HandOn — Scaling up the LOGON Prototype

At the conclusion of about fifteen person years in research and development, the LOGON consortium had assembled a functional prototype for quality-oriented Norwegian–English machine translation for a limited domain and relatively small vocabulary. For practical reasons, the LOGON target domain was circumscribed by a collection of about 50,000 words of Norwegian running text, six booklets on hiking in the Norwegian mountains (most published in both Norwegian and English). About one tenth of the original corpus was set aside for testing and evaluation of quality, where the final LOGON prototype reached an end-to-end coverage on held-out data of about two thirds (i.e. translating two ouf of three sentences); very strong human judgments of translation quality indicate that the hybrid transfer-based approach has a good handle on output quality for those cases where it does succeed end-to-end. The total LOGON vocabulary—in a sense the intersection of the analysis, transfer, and generation grammars—comprises about 4,000 word stems.

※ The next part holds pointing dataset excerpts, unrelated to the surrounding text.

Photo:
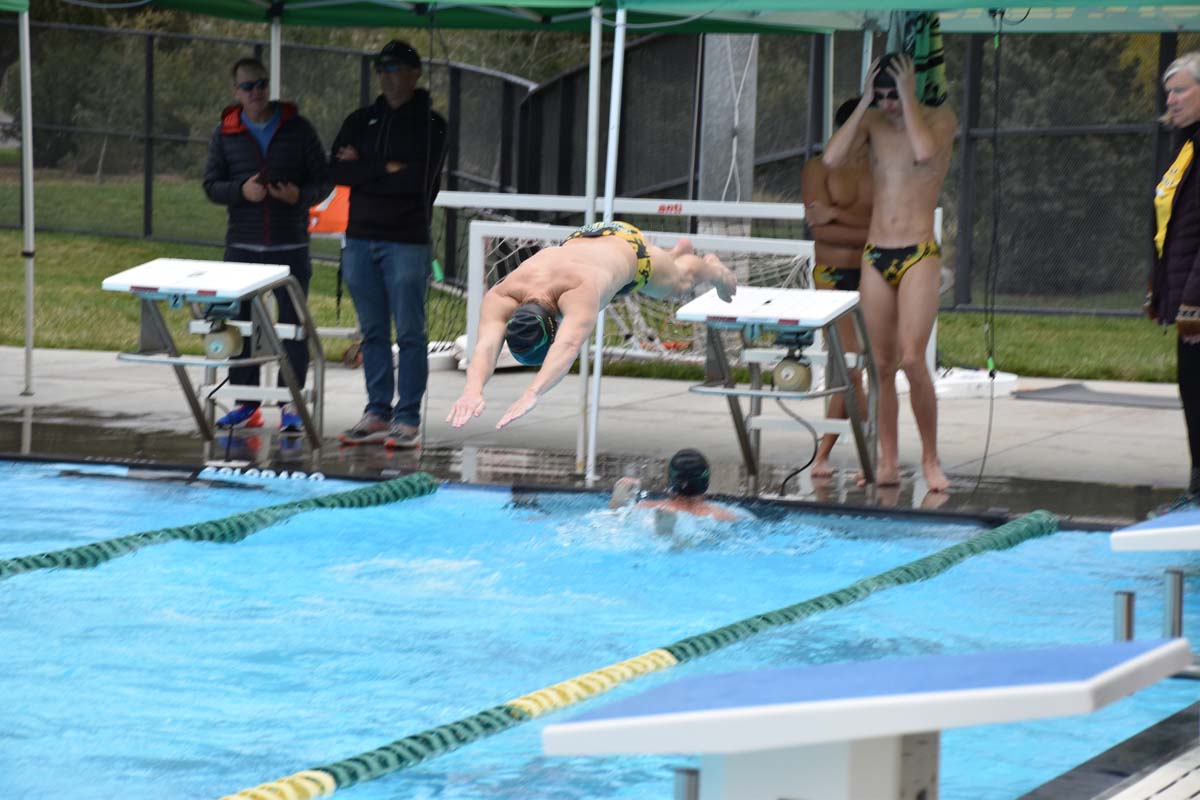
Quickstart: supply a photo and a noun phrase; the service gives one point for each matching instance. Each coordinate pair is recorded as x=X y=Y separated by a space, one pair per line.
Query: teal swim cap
x=529 y=334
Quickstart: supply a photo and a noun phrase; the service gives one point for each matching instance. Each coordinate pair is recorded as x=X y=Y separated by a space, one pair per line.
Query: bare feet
x=682 y=247
x=821 y=468
x=934 y=476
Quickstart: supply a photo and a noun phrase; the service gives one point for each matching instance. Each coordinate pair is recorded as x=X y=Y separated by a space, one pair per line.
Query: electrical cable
x=816 y=445
x=735 y=174
x=993 y=271
x=108 y=6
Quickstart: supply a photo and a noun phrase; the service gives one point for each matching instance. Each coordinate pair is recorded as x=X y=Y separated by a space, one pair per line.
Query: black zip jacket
x=294 y=155
x=391 y=206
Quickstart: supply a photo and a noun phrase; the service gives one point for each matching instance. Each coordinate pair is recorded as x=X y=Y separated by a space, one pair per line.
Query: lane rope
x=443 y=739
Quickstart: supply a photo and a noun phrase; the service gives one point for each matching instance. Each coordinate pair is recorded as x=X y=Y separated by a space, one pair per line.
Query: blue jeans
x=388 y=282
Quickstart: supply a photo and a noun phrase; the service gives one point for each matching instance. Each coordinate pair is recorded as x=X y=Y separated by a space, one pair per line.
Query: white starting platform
x=757 y=311
x=857 y=731
x=1177 y=530
x=213 y=292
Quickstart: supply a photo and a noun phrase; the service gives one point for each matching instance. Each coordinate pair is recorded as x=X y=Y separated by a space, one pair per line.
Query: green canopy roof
x=703 y=16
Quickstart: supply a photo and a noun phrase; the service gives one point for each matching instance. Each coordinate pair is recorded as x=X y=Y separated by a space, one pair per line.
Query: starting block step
x=283 y=330
x=261 y=394
x=821 y=425
x=771 y=356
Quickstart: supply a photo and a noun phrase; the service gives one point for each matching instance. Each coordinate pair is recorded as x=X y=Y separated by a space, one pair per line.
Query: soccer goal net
x=637 y=328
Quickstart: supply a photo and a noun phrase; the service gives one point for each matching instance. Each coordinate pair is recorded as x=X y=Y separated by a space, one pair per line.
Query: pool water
x=196 y=669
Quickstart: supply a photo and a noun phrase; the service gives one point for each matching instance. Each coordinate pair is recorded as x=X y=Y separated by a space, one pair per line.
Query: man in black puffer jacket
x=390 y=154
x=268 y=167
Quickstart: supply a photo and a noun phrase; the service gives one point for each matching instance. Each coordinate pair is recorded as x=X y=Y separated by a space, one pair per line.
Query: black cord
x=991 y=277
x=816 y=446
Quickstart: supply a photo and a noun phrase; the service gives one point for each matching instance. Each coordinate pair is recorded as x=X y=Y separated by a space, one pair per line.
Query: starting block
x=861 y=729
x=792 y=314
x=213 y=292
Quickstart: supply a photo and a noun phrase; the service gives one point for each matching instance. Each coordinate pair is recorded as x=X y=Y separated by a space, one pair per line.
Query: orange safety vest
x=331 y=215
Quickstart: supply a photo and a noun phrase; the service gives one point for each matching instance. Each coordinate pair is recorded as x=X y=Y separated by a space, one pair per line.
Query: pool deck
x=90 y=403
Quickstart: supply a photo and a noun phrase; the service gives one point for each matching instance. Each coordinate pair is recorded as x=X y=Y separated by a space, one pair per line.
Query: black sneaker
x=371 y=428
x=401 y=435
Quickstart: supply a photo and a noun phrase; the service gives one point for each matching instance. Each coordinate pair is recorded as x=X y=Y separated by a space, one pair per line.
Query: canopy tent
x=678 y=16
x=701 y=16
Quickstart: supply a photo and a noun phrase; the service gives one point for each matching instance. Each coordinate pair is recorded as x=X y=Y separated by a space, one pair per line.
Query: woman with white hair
x=1174 y=294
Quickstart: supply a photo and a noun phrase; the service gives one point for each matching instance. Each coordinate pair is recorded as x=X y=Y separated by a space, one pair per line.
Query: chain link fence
x=1055 y=162
x=1065 y=179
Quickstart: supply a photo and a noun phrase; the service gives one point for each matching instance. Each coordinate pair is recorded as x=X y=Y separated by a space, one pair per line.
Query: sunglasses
x=250 y=85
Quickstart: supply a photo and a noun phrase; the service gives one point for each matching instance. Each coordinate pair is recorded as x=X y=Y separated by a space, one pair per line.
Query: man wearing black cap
x=688 y=475
x=547 y=307
x=910 y=144
x=390 y=154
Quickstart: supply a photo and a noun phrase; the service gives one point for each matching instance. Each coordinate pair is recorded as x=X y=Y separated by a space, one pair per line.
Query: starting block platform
x=757 y=311
x=213 y=292
x=1177 y=530
x=862 y=729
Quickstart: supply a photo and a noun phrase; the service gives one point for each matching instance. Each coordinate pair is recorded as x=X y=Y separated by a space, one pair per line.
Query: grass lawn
x=73 y=312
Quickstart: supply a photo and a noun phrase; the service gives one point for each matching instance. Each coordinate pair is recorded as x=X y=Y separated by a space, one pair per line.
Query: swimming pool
x=195 y=669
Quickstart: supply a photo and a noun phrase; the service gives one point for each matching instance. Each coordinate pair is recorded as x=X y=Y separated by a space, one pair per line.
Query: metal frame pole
x=610 y=180
x=27 y=191
x=589 y=212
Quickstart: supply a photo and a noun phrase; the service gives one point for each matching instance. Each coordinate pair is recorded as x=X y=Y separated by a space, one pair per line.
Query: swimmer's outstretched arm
x=573 y=332
x=922 y=137
x=677 y=274
x=493 y=317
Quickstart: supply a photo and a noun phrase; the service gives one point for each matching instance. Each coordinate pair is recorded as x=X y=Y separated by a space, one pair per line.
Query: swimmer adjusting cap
x=882 y=78
x=688 y=473
x=529 y=334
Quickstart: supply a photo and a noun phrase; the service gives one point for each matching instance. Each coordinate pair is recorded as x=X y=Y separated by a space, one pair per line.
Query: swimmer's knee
x=913 y=361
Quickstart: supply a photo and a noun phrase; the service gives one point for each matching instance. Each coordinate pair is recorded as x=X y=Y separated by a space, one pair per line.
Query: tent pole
x=868 y=56
x=276 y=58
x=27 y=191
x=610 y=193
x=589 y=214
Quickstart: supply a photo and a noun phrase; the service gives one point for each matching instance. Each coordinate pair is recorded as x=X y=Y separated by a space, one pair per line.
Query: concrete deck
x=642 y=422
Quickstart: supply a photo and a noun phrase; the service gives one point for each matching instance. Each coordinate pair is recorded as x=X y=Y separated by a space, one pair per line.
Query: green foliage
x=73 y=312
x=1099 y=348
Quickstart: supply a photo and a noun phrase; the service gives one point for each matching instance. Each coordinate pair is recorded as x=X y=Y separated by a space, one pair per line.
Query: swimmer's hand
x=465 y=408
x=724 y=281
x=525 y=404
x=904 y=72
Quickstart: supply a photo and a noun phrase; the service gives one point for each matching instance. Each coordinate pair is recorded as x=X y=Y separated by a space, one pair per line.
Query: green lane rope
x=413 y=750
x=225 y=530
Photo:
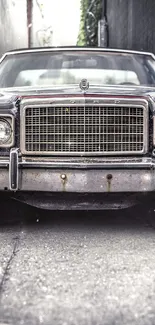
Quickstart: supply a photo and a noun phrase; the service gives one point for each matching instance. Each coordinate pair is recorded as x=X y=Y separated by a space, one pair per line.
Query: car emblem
x=84 y=84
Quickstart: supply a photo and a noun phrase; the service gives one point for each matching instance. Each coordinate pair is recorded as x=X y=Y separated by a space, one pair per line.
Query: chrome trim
x=146 y=163
x=12 y=124
x=80 y=49
x=85 y=102
x=14 y=170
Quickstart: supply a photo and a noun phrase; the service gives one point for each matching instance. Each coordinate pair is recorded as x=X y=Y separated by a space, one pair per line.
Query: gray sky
x=64 y=17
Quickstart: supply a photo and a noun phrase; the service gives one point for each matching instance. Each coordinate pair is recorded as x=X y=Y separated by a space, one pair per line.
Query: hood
x=9 y=94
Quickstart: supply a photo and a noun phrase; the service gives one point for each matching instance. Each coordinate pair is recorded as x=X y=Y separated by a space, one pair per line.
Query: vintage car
x=77 y=127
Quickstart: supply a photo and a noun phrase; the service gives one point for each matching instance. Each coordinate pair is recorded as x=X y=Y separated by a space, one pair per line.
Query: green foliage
x=88 y=34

In 2007, the LOGON core developers team received funding from the Norwegian KUNSTI language technology program to conduct an experiment in scalability of the LOGON prototype. The HandOn project is an intense, six-month effort at significantly enlarging the end-to-end vocabulary in the LOGON prototype, while of course preserving the emphasis on high-quality translation. The main research theme in HandOn, accordingly, is the efficacy of existing methodology and tools for scaling up the LOGON approach, where the HandOn corsortium aims to gauge precisely the cost (and possibly the limits) of system scalability in the hybrid LOGON setup.

Moving to a less constrained (more realistic, some might say) notion of its target domain, the consortium has assembled a corpus of comparable (rather than more expensive parallel) texts of tourism information for visitors to Norway of around 200,000 running words each, in both Norwegian and English. Aiming for an enlarged end-to-end vocabulary of around 8,000 word stems, the consortium is currently (as of late 2007) enlarging the lexica of all three grammars in a semi-automated fashion. In parallel work, the HandOn initiative extends the LOGON methodology for automated transfer rule acquisition from the combination of a bilingual dictionary and monolingual text corpora, with special emphasis on the ubiquitous phenomenon of compound analysis and translation.

The HandOn consortium aims to wrap up an enhanced translation demonstrator early in 2008 and will document its experience (including precise quantitative measures of efforts invested and associated system improvements) in a project-final report. Assuming a positive outcome to this experiment, the consortium aims to seek renewed funding for a follow-up effort, further extending the scope of the LOGON approach (possibly also targeting additional language pairs) and advancing cutting edge research on hybrid, transfer-based MT. The HandOn project includes the Universities of Oslo (co-ordinator) and Bergen, as well as the Center for the Study of Language and Information at Stanford University.